I am writing a Python script that will scrape data from a customers social media platform. The script will run on the server, but I want the actual API requests to come from the IP address of the establishment.
Are there existing libraries to setup an ESP32 so I can proxy these requests to it?
Edit: the script will run on a cloud server (EC2 instance)
You probably want the ESP32 to ping the remote server every so often, instead of trying to reach the ESP32 directly from the server.
I think I could’ve been clearer in my original post.
The script on the cloud server (EC2 instance) makes API calls. The API caller has an option to proxy the requests by just passing it an IP address and port.
I want to use the ESP32s public IP to proxy those requests through.
That’s confusing. Do you want to funnel all requests through the ESP as a proxy? That won’t work. With its puny 520Kb of Ram (of which you maybe have 200K tops available), that’s painful at least. If not impossible. Can you explain why you want this? It smells XY-problemy.
Run a proxy on the esp32?
Should be doable, but do not expect a lot of pre-made code for doing that.
Also, how should the cloud instance reach the esp32?
Do you have an esp32 directly connected to the Internet?
The usual case would likely be on a LAN with local ip.
Yeah that’s what I was worried - I used to run the script directly on a Raspberry Pi. This was great but the prices of Pi’s are too high now.
The problem I am trying to solve is to have a unique IP for each one of my customers so that the social media platform has a lower chance of detecting its scraped. The way I went about solving it is to just use the customers establishment IP by giving each of them a Pi with the scraper. The customers phone would also have the same public IP and it would look quite “natural” from the platforms point of view. Now I was thinking I can run the heavy script on a server and use a lighter/cheaper machine to just proxy the requests
With its puny 520Kb of Ram (of which you maybe have 200K tops available)
Lots of ESP32s have 2MB RAM now, no more 520KB. I switched to an ESP32 with 2MB PSRAM and it’s made a huge difference in my IoT project.

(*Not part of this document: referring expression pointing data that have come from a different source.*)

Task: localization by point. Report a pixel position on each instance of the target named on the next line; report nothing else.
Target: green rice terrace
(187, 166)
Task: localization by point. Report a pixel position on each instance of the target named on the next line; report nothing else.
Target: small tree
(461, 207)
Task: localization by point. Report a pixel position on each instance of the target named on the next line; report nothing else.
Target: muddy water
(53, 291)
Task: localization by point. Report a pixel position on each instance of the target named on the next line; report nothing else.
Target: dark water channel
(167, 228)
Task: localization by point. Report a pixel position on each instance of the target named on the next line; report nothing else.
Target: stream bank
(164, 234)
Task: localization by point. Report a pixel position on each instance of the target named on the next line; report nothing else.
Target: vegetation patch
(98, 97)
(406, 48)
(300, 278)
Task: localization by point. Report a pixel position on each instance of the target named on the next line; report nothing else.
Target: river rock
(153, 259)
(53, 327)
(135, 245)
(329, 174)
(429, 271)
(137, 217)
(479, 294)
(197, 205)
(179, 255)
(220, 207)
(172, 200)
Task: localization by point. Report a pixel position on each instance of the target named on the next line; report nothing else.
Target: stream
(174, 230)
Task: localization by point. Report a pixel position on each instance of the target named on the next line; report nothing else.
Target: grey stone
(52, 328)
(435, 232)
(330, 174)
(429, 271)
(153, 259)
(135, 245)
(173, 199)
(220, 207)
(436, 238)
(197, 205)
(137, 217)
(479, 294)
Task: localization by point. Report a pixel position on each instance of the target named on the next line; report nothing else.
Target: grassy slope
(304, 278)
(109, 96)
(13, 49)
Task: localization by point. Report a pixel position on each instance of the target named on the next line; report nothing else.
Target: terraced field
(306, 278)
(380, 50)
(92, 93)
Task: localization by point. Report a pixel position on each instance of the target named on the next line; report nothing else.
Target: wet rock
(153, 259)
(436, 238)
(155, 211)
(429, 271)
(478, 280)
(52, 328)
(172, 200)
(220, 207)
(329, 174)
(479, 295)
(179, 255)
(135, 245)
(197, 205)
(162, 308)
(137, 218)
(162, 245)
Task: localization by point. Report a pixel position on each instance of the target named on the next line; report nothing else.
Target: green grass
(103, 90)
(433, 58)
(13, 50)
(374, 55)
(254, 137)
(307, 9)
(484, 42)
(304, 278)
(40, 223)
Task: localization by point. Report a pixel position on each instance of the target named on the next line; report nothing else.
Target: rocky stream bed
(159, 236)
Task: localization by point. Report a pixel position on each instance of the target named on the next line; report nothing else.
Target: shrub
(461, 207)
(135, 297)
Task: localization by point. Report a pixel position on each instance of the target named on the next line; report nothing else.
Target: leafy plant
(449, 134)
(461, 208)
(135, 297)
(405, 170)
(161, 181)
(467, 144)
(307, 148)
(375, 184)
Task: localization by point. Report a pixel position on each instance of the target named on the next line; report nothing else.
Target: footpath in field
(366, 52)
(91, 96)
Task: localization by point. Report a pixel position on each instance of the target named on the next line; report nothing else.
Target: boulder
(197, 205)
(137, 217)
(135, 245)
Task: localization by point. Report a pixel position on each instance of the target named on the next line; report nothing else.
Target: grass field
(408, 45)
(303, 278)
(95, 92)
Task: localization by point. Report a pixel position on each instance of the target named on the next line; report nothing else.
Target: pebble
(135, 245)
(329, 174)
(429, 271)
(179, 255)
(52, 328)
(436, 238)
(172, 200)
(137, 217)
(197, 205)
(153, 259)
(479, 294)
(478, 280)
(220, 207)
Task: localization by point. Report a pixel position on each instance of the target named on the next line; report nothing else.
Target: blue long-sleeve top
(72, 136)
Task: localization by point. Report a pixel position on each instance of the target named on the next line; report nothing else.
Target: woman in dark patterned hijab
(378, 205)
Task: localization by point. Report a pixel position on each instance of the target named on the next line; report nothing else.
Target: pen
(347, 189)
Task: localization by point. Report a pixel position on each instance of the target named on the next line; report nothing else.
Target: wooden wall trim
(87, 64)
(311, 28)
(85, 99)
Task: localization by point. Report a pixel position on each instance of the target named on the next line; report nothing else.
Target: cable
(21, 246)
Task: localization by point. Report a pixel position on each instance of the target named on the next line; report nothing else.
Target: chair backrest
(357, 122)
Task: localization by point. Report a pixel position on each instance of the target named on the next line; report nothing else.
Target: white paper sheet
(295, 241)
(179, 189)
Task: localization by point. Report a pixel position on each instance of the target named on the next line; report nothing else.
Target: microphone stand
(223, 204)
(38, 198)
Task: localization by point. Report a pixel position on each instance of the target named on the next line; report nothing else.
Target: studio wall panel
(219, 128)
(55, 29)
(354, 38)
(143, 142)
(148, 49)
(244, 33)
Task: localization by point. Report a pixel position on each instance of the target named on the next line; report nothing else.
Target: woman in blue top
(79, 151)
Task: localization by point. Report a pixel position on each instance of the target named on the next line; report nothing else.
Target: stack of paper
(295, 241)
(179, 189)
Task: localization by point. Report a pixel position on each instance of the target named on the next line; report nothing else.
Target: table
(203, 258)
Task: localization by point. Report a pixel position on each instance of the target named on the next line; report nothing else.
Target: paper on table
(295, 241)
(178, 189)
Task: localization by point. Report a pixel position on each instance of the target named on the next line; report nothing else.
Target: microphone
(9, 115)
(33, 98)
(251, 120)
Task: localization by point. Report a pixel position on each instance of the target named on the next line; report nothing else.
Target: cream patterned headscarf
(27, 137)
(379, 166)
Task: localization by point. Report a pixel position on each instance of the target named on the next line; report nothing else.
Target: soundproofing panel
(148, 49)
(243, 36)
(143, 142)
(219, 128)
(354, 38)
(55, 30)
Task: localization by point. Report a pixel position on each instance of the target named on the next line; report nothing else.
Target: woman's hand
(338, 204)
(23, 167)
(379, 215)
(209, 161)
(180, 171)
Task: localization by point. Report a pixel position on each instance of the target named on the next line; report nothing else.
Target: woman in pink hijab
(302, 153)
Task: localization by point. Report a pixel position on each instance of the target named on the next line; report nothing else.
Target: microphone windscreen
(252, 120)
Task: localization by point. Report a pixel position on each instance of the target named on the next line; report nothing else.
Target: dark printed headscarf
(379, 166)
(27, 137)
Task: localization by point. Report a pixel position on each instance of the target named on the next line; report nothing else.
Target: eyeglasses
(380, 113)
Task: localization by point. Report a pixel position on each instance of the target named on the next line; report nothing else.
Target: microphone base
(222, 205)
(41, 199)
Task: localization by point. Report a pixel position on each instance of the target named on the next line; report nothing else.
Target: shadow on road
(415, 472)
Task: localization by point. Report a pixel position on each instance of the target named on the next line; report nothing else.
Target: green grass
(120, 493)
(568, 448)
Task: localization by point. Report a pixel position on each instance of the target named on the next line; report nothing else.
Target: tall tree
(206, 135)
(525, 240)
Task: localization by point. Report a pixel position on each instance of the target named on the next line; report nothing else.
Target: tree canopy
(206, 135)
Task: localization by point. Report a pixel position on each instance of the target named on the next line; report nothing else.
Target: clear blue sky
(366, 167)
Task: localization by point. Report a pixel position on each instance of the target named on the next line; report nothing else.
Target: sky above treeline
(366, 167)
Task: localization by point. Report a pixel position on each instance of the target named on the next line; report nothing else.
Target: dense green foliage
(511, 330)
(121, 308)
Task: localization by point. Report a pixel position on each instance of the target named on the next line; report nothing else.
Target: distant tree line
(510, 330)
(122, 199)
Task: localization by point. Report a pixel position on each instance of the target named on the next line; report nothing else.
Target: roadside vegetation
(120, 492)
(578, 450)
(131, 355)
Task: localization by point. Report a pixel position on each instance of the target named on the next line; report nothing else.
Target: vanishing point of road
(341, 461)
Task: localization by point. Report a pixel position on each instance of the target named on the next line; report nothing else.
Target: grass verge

There are better ways to do whatever it is you want to do that has nothing to do with ESP32 or Raspberry Pis or any IoT device. I’m not even sure why you’re trying to force it on these small devices. I give up on this thread.
You are considering a wrong tool.
Buy a bunch of these $15 beauties - TP-Link TL-MR3020
Install OpenWRT on them. You’d get the cheapest Linux box with network capabilities. Set up your script and a management script on it. Tell your customers to simply plug it in at their place. Gift them a 1 ft Ethernet patch cord.
But be super careful with your setup. If you fuck up, you’d turn your customers’ networks into a free botnet someone could just take and use for bad purposes, and police will be knocking their doors. So no open proxies, no plain text authorization, no passwords, auth with certificates only. For best in class security, learn about CloudFlare ZeroTrust.
Can you share? What other ways can I make requests from a given establishments network without a micro computer/controller?
Thanks this is perfect! That’s exactly what I did with the pi’s before when they were around 30 bucks :)!
I want the actual API requests to come from the IP address of the establishment.
Why do you think you need the requests to come from the IP address of the establishment? Why is that specific IP address important? What do you think would happen if it were just some random IP address?
Other option you could consider is buying access to proxies. People more experienced with the stuff than you and more shadier than you buy specialized kits with dozens of USB modems and local SIM-cards and sell access to them. Typically mobile internet users are NAT-ed behind single IPs by their carriers and the large social networks have them white-listed. You can do your little scraping project through them.
Because this seems to be the cheapest way to ensure that the IP comes from the same city and country as where the user generally comes from.
I could pay for proxies, but they often are already on blacklists - hence my workaround.
I can’t just use another AWS EC2 instance because the CIDR ranges of AWS are known, so the bot will get blocked by the platform.